Lorsque les fleurs sont dans leur perfection, non seulement les extrêmitez des pistiles se couvrent de la poussiere qui échape des sommets du mâle, mais si l’on ouvre tout le tuyau du pistile, on rencontre dans la cavité jusques vers les graines ou vesicules seminaires, une grande quantité de cette poussiere. Que l’on considere avec soin les graines d’une plante, avant que la poussiere donc nous parlons se soit introduite dans le pistile, on ne les voit remplies que d’une liqueur claire. Qu’au contraire on les examine après que cette poussiere s’est insinuée, on y remarque un corps opaque, qui se develope à mesure que la graine croît, & qui laisse assez voir qu’il est le principe de la plante, ou plutôt la plante même en abregé. Il s’agit de sçavoir par où le petit germe peut entrer dans la graine, pour la rendre feconde.

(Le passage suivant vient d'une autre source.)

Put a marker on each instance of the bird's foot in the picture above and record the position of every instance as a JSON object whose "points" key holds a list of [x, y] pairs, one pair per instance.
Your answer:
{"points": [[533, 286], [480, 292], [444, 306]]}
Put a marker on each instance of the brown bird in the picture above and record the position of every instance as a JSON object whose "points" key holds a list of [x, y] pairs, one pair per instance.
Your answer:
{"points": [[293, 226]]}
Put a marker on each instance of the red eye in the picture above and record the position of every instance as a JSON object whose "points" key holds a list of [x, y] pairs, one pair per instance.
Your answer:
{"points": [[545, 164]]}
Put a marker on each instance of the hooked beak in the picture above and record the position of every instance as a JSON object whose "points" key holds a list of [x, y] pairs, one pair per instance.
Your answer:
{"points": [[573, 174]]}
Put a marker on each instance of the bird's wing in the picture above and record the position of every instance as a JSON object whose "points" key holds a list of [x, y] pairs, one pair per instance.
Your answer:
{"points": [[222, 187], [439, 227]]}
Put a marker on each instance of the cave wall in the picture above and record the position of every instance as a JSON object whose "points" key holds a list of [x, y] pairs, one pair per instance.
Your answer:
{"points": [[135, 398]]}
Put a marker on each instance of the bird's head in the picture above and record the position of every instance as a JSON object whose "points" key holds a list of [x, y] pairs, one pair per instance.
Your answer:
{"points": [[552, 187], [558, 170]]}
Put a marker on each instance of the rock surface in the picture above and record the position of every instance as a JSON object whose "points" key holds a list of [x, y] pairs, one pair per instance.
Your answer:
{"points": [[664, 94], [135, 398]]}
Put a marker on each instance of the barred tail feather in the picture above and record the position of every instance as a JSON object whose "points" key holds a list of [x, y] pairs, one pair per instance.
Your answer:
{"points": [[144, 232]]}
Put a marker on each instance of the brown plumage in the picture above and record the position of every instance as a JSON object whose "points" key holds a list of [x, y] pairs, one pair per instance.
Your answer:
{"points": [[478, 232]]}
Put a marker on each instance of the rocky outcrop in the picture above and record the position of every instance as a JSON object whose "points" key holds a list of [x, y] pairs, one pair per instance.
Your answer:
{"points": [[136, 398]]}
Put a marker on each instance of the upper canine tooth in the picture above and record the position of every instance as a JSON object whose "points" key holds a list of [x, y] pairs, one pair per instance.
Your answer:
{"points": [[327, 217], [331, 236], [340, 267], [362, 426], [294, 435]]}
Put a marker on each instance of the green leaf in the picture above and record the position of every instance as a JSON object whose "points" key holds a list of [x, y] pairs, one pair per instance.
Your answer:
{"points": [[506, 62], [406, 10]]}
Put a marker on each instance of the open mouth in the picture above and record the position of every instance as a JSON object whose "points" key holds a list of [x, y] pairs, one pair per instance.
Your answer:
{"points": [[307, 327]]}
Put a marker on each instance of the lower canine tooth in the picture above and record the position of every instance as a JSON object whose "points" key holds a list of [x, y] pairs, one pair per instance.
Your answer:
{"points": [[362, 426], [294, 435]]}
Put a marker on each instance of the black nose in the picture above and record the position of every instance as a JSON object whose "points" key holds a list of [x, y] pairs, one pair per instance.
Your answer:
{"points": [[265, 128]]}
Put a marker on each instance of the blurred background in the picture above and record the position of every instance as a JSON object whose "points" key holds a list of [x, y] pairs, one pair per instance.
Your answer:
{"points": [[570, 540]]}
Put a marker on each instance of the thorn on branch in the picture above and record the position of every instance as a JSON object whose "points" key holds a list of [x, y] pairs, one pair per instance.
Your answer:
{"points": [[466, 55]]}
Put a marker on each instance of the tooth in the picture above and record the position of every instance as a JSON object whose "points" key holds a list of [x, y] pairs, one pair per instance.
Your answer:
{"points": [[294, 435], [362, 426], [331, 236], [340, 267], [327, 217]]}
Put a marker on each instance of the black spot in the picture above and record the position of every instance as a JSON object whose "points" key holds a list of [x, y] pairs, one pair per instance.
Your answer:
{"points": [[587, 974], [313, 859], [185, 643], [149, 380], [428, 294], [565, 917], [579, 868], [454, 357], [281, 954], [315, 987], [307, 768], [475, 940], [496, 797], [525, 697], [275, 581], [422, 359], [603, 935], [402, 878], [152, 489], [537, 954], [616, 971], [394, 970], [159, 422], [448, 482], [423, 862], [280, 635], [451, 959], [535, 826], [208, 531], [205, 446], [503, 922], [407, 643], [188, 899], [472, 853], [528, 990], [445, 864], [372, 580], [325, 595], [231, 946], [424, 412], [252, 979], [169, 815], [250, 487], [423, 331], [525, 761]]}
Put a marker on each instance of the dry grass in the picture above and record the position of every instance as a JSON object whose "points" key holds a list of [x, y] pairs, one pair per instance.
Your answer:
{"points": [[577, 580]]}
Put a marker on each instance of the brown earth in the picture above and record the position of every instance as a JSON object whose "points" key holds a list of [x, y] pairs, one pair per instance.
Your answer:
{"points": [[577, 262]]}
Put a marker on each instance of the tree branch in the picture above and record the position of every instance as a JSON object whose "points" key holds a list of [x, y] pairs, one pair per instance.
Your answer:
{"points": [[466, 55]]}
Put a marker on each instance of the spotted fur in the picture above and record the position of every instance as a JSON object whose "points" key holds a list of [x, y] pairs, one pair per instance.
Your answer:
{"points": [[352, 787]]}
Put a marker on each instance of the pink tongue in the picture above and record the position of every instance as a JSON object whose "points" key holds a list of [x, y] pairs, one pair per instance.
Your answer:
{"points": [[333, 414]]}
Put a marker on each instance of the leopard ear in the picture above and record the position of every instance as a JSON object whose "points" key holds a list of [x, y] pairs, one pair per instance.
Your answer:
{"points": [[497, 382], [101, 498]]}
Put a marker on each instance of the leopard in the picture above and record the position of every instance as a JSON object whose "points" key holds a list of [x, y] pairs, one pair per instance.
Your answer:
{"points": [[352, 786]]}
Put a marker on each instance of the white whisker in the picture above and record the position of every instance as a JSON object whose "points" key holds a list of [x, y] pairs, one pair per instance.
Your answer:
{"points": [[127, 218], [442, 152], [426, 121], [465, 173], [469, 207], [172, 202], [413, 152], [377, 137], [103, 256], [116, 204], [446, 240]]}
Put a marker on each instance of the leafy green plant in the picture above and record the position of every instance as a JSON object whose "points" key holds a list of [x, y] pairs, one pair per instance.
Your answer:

Ce passage est très visible dans la plupart des graines : elles ont une petite ouverture près de l’endroit qui les attache. Cette ouverture est une cellule semblable à celle que l’on nomme cicatricule dans les œufs des animaux, & elle n’est pour l’ordinaire capable de contenir qu’un seul germe : il n’y a qu’à examiner les pois & les feves d’haricot, pour y distinguer sensiblement cet orifice ou cette cicatricule, avec la jeune plante cachée dedans, laquelle semble en deffendre l’entrée par sa petite racine. Que ce qui se passe dans la generation des vegetaux, serve donc, dit M. Geoffroy, à nous faire juger de ce qui se passe dans celle des autres corps vivans ; & puisque la conception des plantes se fait par des germes, qui sont eux-mêmes de petites plantes, & qui se détachant des parties mâles du vegetal, entrent dans les œufs, ou autrement dans les graines de la plante, disons aussi, continue l’Auteur, que la conception de l’homme, & des autres animaux, se fait par de petits animaux, qui de la substance seminaire du mâle dans laquelle on en découvre un si grand nombre, ainsi que nous venons de le remarquer, s’introduisent dans les œufs de la femelle, comme de petites plantes dans leurs graines. M. Geoffroy explique icy comment les petits vermisseaux se developent quand ils se sont une fois introduits dans leurs œufs. Il fait là-dessus des remarques curieuses, que la crainte de nous trop étendre nous oblige à passer malgré nous.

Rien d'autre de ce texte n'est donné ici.